Now suppose A1 increases fertility and A2 increases intelligence. Up until fifty years ago the chromosome A1A2 would sweep at rate 1.15 and might be at an allele frequency of 50% in some sub population. However in the last fifty years intelligence became a disadvantage (Assume A2 now has fitness 0.95.) and the A1A2 chromosome now has a fitness of 1.05. It would continue to sweep and average intelligence would rise until recombination finally breaks the link between A1 and A2. So it is theoretically possible that many intelligence raising alleles became linked to other sweeping beneficial alleles with the net affect being an average increase in IQ even as the brightest people have fewer kids.

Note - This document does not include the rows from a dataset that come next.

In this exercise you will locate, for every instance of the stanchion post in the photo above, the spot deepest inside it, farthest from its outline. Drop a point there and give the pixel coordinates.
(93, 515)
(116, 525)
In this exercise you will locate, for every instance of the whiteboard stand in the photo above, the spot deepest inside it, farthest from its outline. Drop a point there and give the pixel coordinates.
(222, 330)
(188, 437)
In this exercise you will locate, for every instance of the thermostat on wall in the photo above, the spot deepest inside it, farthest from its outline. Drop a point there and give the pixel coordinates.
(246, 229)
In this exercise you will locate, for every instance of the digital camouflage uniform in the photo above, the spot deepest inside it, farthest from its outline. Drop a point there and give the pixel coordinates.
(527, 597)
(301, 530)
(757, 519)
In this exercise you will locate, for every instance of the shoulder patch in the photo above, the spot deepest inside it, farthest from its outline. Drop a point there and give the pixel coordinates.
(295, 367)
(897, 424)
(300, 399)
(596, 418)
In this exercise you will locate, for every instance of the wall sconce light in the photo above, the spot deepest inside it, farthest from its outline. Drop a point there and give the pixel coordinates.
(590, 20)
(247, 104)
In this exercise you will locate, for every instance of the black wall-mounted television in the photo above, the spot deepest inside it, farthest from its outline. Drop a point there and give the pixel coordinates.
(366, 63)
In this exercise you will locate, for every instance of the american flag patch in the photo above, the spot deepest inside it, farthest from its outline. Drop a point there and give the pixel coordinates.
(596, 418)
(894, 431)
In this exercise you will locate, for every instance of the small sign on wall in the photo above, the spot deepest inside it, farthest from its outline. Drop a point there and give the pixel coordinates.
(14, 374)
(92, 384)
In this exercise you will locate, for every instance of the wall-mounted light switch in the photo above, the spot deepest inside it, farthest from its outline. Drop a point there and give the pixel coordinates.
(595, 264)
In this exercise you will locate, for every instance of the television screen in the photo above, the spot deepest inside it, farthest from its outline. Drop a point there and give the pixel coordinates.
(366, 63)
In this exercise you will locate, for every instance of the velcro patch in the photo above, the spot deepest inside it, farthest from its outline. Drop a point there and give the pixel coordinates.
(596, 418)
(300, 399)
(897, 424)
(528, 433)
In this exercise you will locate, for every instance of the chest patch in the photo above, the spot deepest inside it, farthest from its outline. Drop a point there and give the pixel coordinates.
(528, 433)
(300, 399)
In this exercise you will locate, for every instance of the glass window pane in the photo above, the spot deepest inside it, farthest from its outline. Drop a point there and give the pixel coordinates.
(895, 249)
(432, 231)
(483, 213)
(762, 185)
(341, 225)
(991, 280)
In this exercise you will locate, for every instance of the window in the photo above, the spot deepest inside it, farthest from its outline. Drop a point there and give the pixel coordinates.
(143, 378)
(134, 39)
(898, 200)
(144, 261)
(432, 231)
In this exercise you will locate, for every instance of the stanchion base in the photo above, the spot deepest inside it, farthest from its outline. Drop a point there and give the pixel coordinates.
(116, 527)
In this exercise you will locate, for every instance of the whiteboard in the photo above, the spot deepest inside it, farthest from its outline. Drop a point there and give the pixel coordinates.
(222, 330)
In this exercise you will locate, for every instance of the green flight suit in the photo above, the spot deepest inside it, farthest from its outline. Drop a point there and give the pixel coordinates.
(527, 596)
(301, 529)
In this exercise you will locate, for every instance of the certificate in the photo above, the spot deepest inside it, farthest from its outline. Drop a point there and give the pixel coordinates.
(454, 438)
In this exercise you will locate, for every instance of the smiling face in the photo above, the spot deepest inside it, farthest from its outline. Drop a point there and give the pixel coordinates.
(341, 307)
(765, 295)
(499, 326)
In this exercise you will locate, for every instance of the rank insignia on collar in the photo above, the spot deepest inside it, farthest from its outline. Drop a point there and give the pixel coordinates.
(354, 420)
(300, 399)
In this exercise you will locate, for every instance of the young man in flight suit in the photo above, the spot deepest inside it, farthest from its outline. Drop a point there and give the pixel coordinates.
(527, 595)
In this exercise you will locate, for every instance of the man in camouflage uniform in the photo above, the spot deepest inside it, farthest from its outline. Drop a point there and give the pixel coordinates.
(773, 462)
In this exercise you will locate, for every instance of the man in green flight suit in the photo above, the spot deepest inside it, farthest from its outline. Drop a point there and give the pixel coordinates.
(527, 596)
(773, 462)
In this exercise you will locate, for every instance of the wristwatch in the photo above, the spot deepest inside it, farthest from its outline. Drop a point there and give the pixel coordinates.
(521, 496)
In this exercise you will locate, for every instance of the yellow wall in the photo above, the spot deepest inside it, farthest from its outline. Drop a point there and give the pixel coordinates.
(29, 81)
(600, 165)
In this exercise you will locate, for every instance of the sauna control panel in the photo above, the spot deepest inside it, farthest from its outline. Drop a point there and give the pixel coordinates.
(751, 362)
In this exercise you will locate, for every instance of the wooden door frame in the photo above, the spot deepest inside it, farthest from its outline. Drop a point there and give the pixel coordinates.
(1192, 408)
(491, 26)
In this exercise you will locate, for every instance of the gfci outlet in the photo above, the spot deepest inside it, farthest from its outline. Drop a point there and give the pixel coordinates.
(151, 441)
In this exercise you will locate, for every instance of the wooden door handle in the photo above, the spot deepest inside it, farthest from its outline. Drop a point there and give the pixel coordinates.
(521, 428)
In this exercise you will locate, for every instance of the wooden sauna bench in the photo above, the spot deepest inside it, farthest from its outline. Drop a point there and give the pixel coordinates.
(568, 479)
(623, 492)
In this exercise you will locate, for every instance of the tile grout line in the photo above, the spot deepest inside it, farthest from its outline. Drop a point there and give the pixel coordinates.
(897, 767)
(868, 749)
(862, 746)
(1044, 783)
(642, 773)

(My guess is that the Flynn Effect isn't due to increasing frequencies of good intelligence alleles. The fitness penalty for intelligence in developed nations is just too great to be overcome by the genetic draft of other beneficial alleles. To really know what is happening we will have to identify the genome variants that contribute to g variation and see how their frequencies have changed over time in the population.)

P'ter isn't satisfied with the way the authors treated varying recombination rates across the genome

to be clear, this isn't a major issue in my mind. it's more of an example of how the power of this test varies with a parameter. a more important question is: how does the power of the test vary with the major parameter they're discussing--the age of a selected allele.

P'ter feels the demographic model was too simplistic.

well, all demographic models are simplistic. Their simulations were not based on any population genetic model at all (artificially throwing together chromosomes to "simulate" a bottleneck is not really a model--a model has parameters like the strength of the bottleneck, its duration, effective population size--all these parameters they use in their theory are not in the simulations at all!), and the simulated data looks rather unlike the actual data. if you're going to use simulations to decide on thresholds, the simulated data have to be at least something of an approximation of the real data.